URL Escaping is Evil
I have come to the conclusion that URL escaping is evil and must be banished from the face of the earth. I’ve got no idea how it manages to work at all - every implementation seems to be different and the support for different character sets is a major hit and miss affair.
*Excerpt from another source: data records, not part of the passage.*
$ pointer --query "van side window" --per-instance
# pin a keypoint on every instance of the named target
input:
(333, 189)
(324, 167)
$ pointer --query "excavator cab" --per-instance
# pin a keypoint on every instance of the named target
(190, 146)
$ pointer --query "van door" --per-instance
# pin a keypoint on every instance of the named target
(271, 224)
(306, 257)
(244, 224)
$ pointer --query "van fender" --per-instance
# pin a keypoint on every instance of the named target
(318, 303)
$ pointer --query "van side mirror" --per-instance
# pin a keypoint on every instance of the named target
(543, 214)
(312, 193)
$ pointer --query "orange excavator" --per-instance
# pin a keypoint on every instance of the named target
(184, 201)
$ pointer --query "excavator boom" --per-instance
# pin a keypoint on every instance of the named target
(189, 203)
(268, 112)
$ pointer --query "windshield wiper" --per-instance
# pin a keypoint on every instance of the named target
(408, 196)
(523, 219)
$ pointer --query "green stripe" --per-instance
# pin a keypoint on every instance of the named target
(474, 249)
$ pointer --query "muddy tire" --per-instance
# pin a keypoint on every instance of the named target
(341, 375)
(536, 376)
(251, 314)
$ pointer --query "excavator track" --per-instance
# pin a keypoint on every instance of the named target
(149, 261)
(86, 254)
Take for instance the string:
© Adrian Sutton
It looks like a pretty simple string and all. It should be encoded as:
%C2%A9%20Adrian%20Sutton
assuming UTF-8 character encoding (and I literally mean assuming since there’s no possible way to know for sure). If however you were to use the javascript escape() function you could get any one of:
%u00A9+Adrian+Sutton
%C2%A9%20Adrian+Sutton
%u00A9%29Adrian%20Sutton
It’s impossible to tell if the + sign in the first two is an encoded space or an actual plus sign (there’s no requirement for + to be escaped in URIs so many implementations leave it as is). Then you have to deal with the rather odd %u00A9 syntax which seems to be half URI escaping, half HTML entity and finally you get to worry about which character set was in use.
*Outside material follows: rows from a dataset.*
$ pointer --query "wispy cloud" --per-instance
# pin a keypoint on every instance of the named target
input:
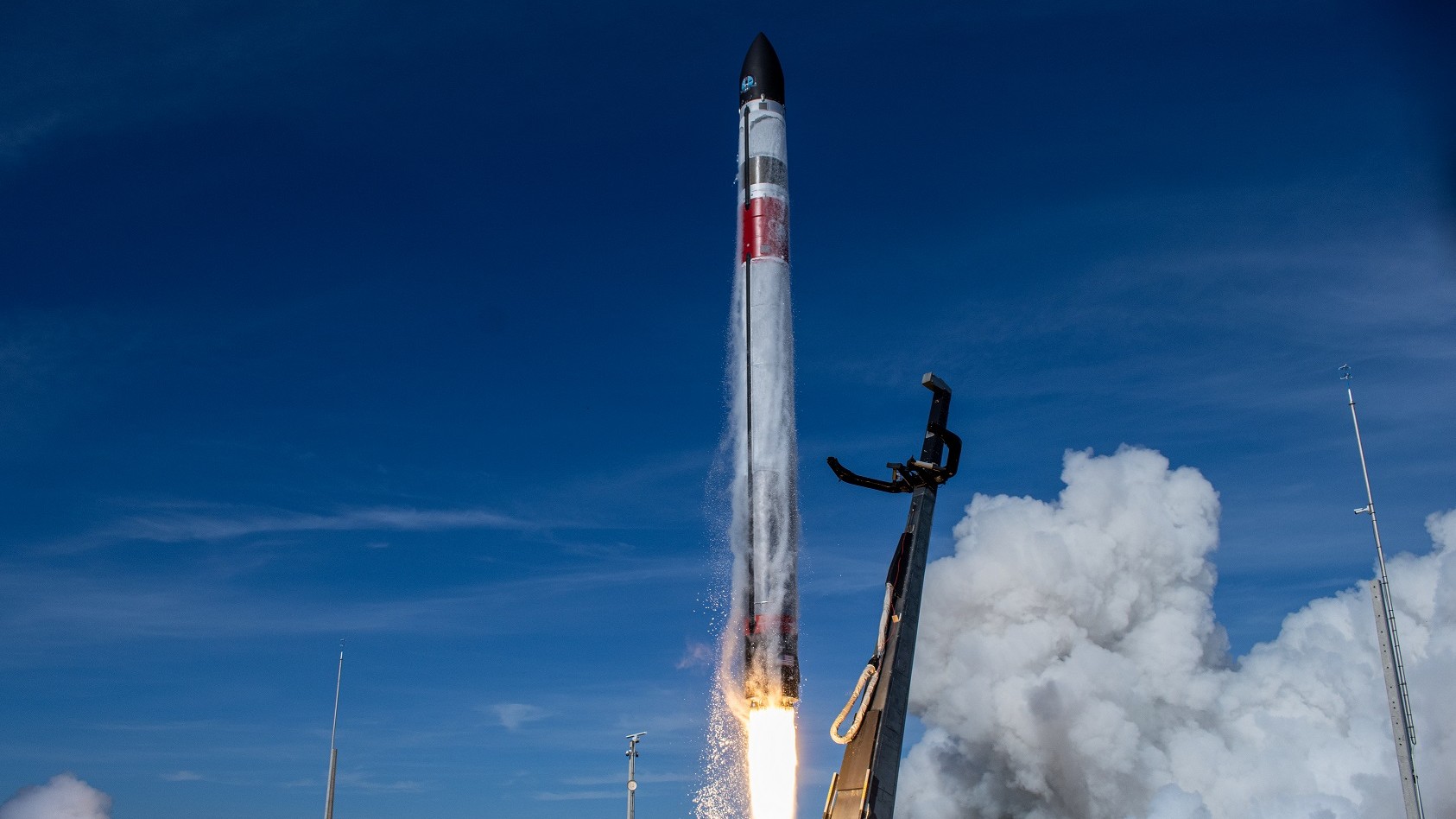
(695, 656)
(47, 606)
(570, 796)
(516, 714)
(223, 524)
For the record, here’s what your browser makes of it:

March 31st, 2004 at 5:09 pm
which is of course something else again :-)
%A9%20Adrian%20Sutton
June 19th, 2007 at 8:17 pm
>there’s no requirement for + to be escaped in URIs
You are not right
http://www.ietf.org/rfc/rfc2396.txt
reserved = “;” | “/” | “?” | “:” | “@” | “&” | “=” | “+” |
“$” | “,”
you MUST enconde the ‘+’ sign!
June 19th, 2007 at 8:35 pm
Eugen,
It’s entirely academic - quite a few implementations *don’t* escape + in URLs so you have no idea if it’s a + or an incorrectly encoded space. The majority of the time, + means space in a URL but there are exceptions.